Article by Ira Wallace, with Lisa Dermer
Cold nights let us know fall is really here, along with the certainty that a killing frost will arrive any day. We’re enjoying bushels of broccoli along with the last outdoor beans, cucumbers, peppers and tomatoes. Beds of greens promise frost-touched sweetness for months to come.
For those who still haven’t made fall sowings of winter greens, it may not be too late. Last year we sowed greens under quickly put together cold frames on November 9, thinking they
would overwinter and be ready for early spring harvest. To our surprise, we were harvesting baby greens from those frames in late December and occasionally throughout the rest of winter. And when the weather warmed up in February, those plants took off well ahead of spring-sown greens.

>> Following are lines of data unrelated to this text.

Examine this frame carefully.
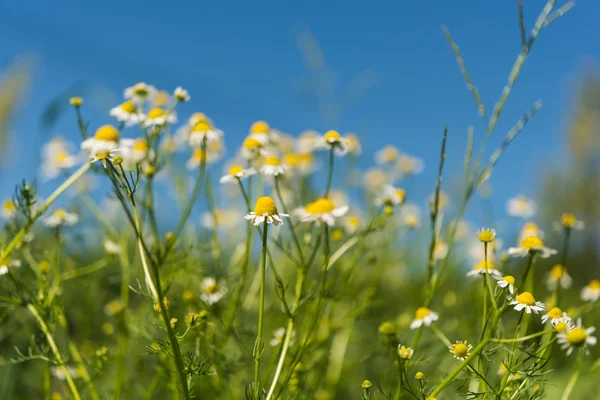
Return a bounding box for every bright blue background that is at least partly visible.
[0,0,600,223]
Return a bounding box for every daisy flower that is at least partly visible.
[510,292,546,314]
[398,344,415,360]
[556,319,597,355]
[410,307,439,329]
[44,208,79,228]
[294,198,349,226]
[448,340,473,361]
[467,261,502,279]
[244,196,289,226]
[260,156,287,176]
[498,275,515,294]
[219,165,256,183]
[143,107,177,128]
[508,236,556,258]
[506,195,537,218]
[109,100,146,126]
[546,264,573,291]
[200,277,227,305]
[581,279,600,301]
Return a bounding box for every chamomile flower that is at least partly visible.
[410,307,439,329]
[200,277,227,305]
[398,344,415,360]
[556,319,597,356]
[143,107,177,128]
[448,340,473,361]
[498,275,515,295]
[546,264,573,291]
[581,279,600,301]
[508,236,556,258]
[260,156,286,176]
[44,208,79,228]
[219,165,256,183]
[0,257,21,276]
[542,307,569,324]
[269,327,296,347]
[109,100,146,126]
[244,196,289,226]
[506,195,537,218]
[510,292,546,314]
[294,198,349,226]
[467,261,502,279]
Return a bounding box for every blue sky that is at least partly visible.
[0,0,600,225]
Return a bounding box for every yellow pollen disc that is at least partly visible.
[121,101,135,114]
[517,292,535,306]
[227,165,244,176]
[306,199,335,214]
[521,236,544,250]
[250,121,271,135]
[325,131,341,141]
[548,307,562,318]
[415,307,431,319]
[94,125,119,142]
[243,137,262,150]
[567,328,587,346]
[254,196,277,215]
[148,107,165,119]
[503,275,515,286]
[453,343,469,357]
[265,156,281,167]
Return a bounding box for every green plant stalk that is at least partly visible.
[27,303,81,400]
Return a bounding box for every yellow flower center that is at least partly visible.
[517,292,535,306]
[415,307,431,319]
[94,125,119,142]
[306,199,335,214]
[325,131,341,142]
[265,156,281,167]
[148,107,165,119]
[254,196,277,215]
[250,121,270,135]
[121,100,135,114]
[521,236,544,250]
[567,328,587,346]
[453,343,469,357]
[548,307,562,318]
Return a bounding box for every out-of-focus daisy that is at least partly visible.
[109,100,146,126]
[542,307,569,324]
[546,264,573,291]
[410,307,439,329]
[398,344,415,360]
[375,144,400,165]
[506,195,537,218]
[244,196,289,226]
[510,292,546,314]
[581,279,600,301]
[200,277,227,304]
[294,199,348,226]
[143,107,177,127]
[0,257,21,276]
[449,340,473,361]
[269,327,296,347]
[173,86,191,103]
[498,275,515,295]
[260,156,286,176]
[508,236,556,258]
[219,165,256,183]
[556,319,597,356]
[467,261,502,279]
[44,208,79,228]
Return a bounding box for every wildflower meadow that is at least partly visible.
[0,0,600,400]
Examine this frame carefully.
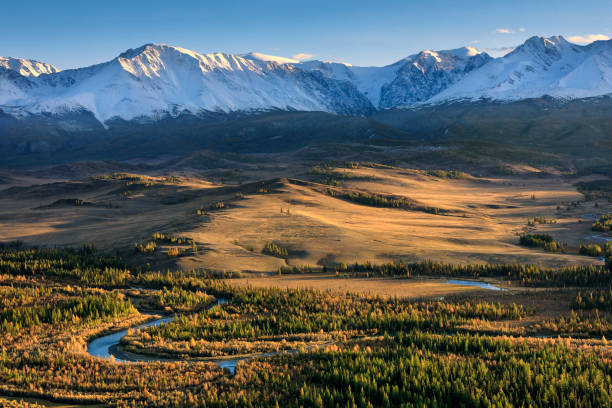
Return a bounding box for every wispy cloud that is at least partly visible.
[567,34,610,44]
[291,53,314,61]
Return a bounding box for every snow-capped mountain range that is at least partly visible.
[0,36,612,123]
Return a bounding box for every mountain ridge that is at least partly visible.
[0,36,612,125]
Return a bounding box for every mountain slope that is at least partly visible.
[0,44,373,123]
[430,36,612,103]
[0,36,612,126]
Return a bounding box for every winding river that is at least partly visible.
[442,279,506,290]
[87,298,256,375]
[87,279,506,375]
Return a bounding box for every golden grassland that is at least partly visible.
[0,166,611,272]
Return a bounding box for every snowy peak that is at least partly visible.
[0,36,612,124]
[0,57,59,77]
[438,47,486,58]
[243,52,300,65]
[430,36,612,103]
[378,47,491,108]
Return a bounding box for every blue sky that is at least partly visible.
[0,0,612,69]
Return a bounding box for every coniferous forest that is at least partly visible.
[0,245,612,407]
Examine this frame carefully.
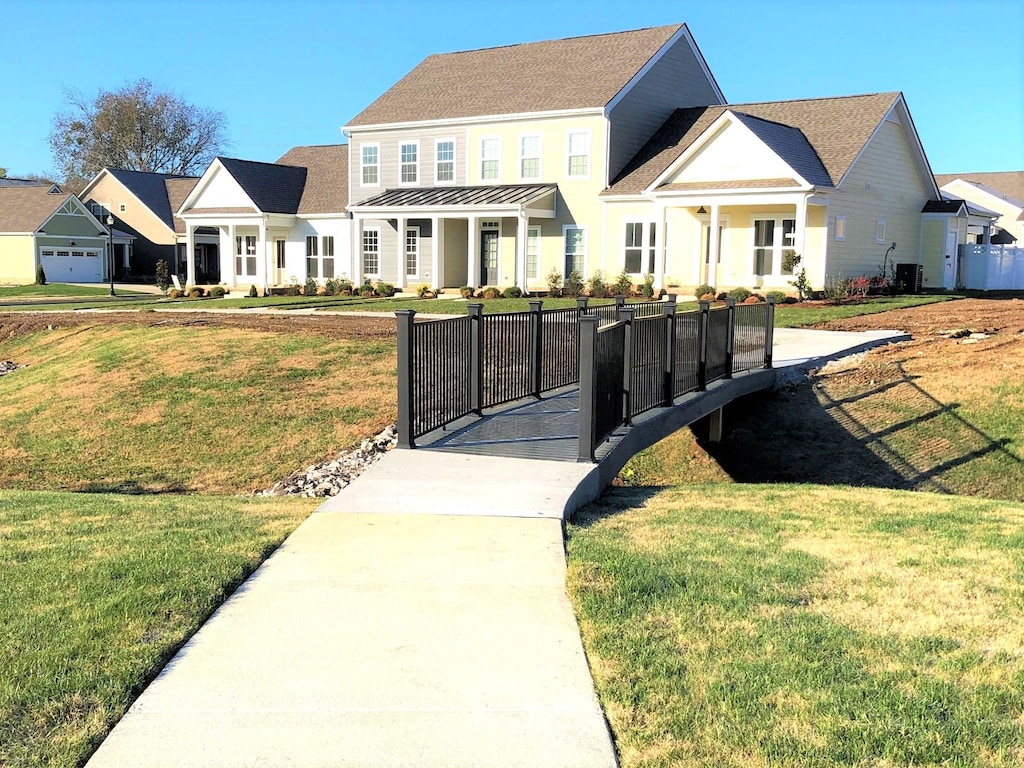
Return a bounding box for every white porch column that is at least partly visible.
[227,224,239,288]
[466,216,480,288]
[430,216,444,291]
[654,203,668,290]
[256,218,269,293]
[515,211,529,293]
[184,228,196,286]
[701,203,722,291]
[393,216,408,290]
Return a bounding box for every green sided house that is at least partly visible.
[0,184,133,285]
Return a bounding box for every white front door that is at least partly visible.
[942,232,957,291]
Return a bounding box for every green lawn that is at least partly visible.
[568,485,1024,768]
[0,490,316,768]
[0,325,396,494]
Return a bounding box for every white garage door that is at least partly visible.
[39,248,103,283]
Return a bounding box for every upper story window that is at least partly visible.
[566,131,590,177]
[434,138,455,183]
[398,141,420,184]
[480,136,502,181]
[361,144,381,186]
[519,133,541,179]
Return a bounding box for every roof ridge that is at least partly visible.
[423,22,686,61]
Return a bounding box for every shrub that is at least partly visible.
[157,259,171,291]
[611,269,633,296]
[562,269,583,299]
[587,269,608,299]
[547,266,562,297]
[726,288,751,304]
[640,272,654,299]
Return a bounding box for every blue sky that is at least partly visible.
[0,0,1024,176]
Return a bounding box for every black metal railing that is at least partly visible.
[396,296,775,450]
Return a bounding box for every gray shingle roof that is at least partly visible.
[278,144,348,213]
[348,25,684,127]
[602,92,899,195]
[217,158,306,213]
[358,184,558,208]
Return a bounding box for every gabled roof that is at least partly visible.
[216,158,306,213]
[0,184,81,232]
[348,25,686,127]
[935,171,1024,208]
[602,92,900,195]
[278,144,348,214]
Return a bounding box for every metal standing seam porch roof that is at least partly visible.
[349,184,558,211]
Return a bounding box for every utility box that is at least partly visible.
[896,264,925,293]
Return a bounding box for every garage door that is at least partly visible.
[39,248,103,283]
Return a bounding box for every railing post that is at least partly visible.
[662,293,676,406]
[725,298,736,379]
[394,309,416,449]
[466,303,483,416]
[697,301,711,392]
[579,314,597,462]
[615,306,636,424]
[529,299,544,397]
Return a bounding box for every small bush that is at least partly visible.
[611,269,633,296]
[726,288,751,304]
[562,269,583,299]
[547,266,562,298]
[157,259,171,291]
[640,272,654,299]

My fastest growing fall-sown greens were arugula, cress, tatsoi, and kale. Baby lettuce seedlings transplanted from a crowded bed in the garden took off and grew quickly under row cover supported by hoops. We even harvested a last round of radishes from that November planting.
It’s best to avoid unrealistic expectations: last winter was unusually mild, and direct sown plantings made this late in the year may not reach harvestable size until early spring. Transplanting seedlings under protection in late fall gives a better guarantee of winter harvests. We’re transplanting crowded seedlings from the outdoor garden into cold frames or under row cover. A circle of gardening friends is also a great resource for extra fall seedlings, ready to be nestled into their cozy winter homes.
I hope you’ll take a chance on late fall sowings or transplants. Fresh winter harvesrts are one of the most important steps we can take towards food independence.